Training Data: 8 best ways to locate training data for your next AI project

Nomad Data

July 23, 2024

Training data is rapidly becoming the most prized resource in Artificial Intelligence. While there have been many resource crunches on the way to developing modern AI systems, the need for high-quality, diverse training data is poised to be the biggest determining factor in what can and cannot be achieved with this powerful new technology. In this article, we will walk you through the best ways to locate the training data you’re looking for.

Why do we need training data?

Training data is the key ingredient in teaching a computer model how to complete a task. By giving a model large numbers of labeled examples, it can learn how to perform the task. For example, if you want to create a computer vision model to look at a picture of a cat or a dog and tell you which is contained in the photo, you will start by inputting pictures of either, along with the desired output: cat or dog. This type of data is made up of two parts (the raw data or image) and the label (cat or dog). Without the labels, it’s not possible to train the model since it doesn’t know anything about the image just by looking at it.

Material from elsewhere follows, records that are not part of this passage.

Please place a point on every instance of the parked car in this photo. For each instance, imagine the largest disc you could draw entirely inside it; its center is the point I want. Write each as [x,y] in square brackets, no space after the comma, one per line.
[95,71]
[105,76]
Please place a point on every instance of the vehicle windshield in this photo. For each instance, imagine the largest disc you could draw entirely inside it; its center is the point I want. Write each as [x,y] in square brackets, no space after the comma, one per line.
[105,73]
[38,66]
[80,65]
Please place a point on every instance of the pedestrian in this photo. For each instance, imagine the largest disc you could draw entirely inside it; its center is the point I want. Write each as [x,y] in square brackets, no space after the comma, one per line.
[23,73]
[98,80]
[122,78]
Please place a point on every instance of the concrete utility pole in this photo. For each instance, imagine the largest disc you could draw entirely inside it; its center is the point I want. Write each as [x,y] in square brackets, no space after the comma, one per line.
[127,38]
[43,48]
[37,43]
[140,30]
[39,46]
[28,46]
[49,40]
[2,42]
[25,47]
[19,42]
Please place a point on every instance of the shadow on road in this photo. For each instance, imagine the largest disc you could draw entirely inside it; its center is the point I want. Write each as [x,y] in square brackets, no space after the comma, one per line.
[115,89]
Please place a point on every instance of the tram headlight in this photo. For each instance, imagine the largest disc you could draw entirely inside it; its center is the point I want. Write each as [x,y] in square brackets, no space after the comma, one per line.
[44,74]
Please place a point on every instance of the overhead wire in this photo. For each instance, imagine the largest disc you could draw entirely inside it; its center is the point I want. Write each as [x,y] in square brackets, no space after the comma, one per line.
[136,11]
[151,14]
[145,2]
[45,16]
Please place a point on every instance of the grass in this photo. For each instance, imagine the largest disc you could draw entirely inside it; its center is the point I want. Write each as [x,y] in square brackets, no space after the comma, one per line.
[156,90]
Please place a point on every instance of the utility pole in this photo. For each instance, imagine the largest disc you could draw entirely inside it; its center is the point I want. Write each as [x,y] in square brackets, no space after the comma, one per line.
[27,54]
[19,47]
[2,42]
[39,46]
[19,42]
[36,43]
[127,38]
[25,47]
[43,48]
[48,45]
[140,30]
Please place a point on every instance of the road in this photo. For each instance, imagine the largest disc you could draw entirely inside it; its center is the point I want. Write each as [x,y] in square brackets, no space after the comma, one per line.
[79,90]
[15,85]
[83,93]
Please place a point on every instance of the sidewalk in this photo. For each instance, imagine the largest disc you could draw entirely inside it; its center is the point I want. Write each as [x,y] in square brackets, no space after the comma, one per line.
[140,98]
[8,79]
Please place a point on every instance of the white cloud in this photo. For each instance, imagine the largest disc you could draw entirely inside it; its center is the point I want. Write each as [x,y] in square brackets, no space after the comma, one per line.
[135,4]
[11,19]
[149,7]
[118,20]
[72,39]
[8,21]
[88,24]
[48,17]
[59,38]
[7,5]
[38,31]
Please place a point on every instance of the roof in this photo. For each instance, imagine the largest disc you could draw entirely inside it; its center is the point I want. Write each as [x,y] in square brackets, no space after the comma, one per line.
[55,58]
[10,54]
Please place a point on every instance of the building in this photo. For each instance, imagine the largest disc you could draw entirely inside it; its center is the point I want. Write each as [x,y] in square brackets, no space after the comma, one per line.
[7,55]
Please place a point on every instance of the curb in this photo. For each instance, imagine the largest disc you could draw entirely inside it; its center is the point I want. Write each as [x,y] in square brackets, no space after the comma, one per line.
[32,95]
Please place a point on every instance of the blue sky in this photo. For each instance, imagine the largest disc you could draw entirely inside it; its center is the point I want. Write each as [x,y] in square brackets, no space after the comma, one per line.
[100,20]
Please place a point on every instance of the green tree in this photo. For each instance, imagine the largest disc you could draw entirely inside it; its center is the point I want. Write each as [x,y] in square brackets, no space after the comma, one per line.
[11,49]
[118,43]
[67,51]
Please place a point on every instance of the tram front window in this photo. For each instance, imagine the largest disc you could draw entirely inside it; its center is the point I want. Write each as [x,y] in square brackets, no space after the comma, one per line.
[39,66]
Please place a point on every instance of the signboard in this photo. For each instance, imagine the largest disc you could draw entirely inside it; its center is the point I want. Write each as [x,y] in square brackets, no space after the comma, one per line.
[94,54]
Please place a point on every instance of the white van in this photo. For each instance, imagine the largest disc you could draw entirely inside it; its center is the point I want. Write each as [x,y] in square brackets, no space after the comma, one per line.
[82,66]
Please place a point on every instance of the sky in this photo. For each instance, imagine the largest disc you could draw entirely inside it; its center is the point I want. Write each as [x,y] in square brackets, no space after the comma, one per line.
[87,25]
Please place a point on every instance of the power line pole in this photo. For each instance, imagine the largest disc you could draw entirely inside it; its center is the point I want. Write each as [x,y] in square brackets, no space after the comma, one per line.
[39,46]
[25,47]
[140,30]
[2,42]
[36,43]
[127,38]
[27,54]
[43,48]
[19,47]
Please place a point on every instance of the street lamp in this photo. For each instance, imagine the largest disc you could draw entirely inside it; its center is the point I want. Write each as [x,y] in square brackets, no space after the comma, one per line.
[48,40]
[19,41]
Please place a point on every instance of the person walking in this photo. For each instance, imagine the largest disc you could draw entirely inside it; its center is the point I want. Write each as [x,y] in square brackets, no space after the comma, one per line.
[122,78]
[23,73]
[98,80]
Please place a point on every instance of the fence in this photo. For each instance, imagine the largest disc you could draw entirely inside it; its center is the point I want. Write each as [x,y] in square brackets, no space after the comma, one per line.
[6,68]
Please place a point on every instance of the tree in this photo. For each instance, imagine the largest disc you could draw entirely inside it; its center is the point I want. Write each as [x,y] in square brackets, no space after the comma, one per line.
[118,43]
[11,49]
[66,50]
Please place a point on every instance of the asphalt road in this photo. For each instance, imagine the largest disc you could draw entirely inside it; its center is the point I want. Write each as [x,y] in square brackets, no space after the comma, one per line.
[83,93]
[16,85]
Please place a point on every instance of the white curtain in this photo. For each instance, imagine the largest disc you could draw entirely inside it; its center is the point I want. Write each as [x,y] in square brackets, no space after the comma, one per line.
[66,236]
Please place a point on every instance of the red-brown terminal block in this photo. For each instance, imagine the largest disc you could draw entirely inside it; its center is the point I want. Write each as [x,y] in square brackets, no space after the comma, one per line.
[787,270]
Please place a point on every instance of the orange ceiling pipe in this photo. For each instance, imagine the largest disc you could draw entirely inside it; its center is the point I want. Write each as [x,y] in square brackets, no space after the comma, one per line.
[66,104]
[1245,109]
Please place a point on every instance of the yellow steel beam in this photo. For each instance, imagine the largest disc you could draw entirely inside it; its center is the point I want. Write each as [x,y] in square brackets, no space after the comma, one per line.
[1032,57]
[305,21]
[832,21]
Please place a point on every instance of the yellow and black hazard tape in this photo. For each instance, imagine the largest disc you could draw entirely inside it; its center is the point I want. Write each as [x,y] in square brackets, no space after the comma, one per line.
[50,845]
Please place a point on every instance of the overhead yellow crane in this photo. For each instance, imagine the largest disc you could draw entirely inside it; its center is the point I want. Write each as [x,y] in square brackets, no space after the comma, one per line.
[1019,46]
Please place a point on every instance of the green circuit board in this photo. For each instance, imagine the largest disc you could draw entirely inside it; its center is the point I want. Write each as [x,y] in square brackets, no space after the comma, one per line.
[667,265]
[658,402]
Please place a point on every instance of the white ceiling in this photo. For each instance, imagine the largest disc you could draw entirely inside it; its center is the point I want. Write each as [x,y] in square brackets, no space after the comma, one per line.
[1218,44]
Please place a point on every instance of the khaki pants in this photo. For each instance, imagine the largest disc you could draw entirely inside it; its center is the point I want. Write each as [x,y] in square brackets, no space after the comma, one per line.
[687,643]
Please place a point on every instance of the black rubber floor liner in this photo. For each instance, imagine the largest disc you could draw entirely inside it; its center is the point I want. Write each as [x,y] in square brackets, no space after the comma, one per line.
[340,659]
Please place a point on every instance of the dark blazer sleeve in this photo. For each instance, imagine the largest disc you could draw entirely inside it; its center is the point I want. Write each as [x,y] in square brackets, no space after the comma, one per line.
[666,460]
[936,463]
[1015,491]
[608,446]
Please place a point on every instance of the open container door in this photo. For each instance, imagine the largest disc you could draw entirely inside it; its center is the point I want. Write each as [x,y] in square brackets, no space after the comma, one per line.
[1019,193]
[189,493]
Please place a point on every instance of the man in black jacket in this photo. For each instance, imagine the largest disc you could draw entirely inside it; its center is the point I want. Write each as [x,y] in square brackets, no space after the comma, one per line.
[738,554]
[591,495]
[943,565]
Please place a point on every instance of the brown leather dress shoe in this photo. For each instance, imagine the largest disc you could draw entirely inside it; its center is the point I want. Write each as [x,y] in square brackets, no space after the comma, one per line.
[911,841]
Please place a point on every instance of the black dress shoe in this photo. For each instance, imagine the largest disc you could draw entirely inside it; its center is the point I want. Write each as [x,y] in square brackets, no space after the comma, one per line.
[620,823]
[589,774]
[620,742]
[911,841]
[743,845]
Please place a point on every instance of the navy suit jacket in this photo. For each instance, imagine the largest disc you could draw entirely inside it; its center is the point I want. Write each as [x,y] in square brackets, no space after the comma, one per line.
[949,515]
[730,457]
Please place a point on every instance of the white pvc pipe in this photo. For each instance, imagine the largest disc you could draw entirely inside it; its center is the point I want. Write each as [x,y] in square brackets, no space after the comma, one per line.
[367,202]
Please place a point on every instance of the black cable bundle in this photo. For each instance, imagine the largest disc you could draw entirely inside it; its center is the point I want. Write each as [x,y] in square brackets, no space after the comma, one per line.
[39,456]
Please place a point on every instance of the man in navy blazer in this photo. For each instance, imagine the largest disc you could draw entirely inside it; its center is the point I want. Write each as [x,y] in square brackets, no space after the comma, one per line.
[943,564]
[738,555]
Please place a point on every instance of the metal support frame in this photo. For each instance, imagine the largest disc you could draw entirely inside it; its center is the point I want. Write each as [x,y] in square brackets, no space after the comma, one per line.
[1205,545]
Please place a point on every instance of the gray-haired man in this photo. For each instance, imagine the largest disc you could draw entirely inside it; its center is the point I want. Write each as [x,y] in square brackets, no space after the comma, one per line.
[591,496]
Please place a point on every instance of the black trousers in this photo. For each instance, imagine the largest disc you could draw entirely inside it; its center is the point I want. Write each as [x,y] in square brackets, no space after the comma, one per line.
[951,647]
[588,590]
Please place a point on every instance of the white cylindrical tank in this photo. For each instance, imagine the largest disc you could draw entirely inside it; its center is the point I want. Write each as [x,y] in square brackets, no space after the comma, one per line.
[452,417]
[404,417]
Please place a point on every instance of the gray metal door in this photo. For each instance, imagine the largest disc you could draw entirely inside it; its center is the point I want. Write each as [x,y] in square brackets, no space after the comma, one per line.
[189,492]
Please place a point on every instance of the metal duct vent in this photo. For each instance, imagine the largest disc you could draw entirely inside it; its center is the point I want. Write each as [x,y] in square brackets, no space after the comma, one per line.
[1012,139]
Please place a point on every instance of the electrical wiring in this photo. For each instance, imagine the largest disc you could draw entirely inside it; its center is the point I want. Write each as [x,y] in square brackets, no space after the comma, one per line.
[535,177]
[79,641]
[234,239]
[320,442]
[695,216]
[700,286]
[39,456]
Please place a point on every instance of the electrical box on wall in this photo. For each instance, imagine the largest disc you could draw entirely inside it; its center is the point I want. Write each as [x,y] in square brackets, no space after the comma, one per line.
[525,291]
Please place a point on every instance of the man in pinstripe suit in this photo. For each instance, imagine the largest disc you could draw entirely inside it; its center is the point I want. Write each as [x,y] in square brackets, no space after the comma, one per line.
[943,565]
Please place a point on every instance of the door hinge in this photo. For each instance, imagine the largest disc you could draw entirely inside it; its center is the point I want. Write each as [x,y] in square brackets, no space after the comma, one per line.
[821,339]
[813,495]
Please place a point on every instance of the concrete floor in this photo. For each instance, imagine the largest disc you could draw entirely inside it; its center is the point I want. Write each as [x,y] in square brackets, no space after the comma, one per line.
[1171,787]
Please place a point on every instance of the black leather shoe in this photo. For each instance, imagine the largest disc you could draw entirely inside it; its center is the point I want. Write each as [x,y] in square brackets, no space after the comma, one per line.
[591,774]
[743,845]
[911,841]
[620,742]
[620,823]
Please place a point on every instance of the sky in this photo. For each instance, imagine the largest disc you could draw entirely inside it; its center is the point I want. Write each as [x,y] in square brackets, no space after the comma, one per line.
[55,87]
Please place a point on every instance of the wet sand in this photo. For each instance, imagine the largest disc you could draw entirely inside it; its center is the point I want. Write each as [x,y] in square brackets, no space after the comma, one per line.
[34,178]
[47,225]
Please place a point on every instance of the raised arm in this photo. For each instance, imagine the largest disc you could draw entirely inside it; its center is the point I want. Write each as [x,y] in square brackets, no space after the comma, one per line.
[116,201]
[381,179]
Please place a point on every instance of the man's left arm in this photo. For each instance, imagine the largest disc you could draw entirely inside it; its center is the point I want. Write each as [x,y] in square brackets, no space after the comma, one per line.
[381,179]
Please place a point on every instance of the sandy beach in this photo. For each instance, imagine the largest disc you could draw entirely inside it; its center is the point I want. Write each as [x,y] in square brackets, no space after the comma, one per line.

Labeling is a key challenge surrounding training data. In many cases it’s simpler to acquire the raw data, but without the labels. For example, I can easily web scrape pictures of people online, but if I wanted to then use that data to train a model to predict a person’s age from their photo I would be stuck. Finding labeled data at scale poses a big barrier to the generation of training data.

What is the difference between training and testing data?

Training data is the data that is initially used to teach a model to perform a task whereas testing data is data used to verify whether the model has been trained correctly. The underlying data is ultimately the same. It will contain both the raw input along with the label or desired output. For small volumes of testing data, it may be simple enough for a human to verify the output, which may relax the need for labeled data.

So, once you know what training data you’re looking for, how can you find it? Below we dive into the most effective approaches.

1. Use Case Search Platforms Match You with High-Quality Training Data

The easiest way to begin your search for training data is to use a “use case” search platform. These types of systems allow you to search across thousands or tens of thousands of curated datasets to find exactly what you want. These sites work to continually track which companies are selling data and the associated uses.

The advantage of a use case-based platform is that you don’t need to know what the data you need is called or who is selling it. You come to the platform and simply describe either what you need the data to look like or what insights it needs to provide. These platforms then send your request to many companies that focus on data that solves that type of problem. These companies first confirm that their data can do what is needed and then you are introduced to the vendor. Because these types of systems don’t provide any type of list, companies sensitive about broadly advertising that they sell data are more comfortable participating, meaning the volume and uniqueness of data vendors on these platforms are significantly higher than on other systems. This is the best way to get high-quality training data for your AI and machine learning needs.

What is the best use case search platform for training data?

Nomad Data – Nomad Data is currently the only use case-based platform. The platform has a variety of offerings including a free tier which helps you confirm whether a certain type of data is being sold by anyone before having to sign up for a paid account. As of publishing Nomad Data provided access to nearly 3,500 companies globally selling data across 140 different verticals of data, including a significant amount of training data.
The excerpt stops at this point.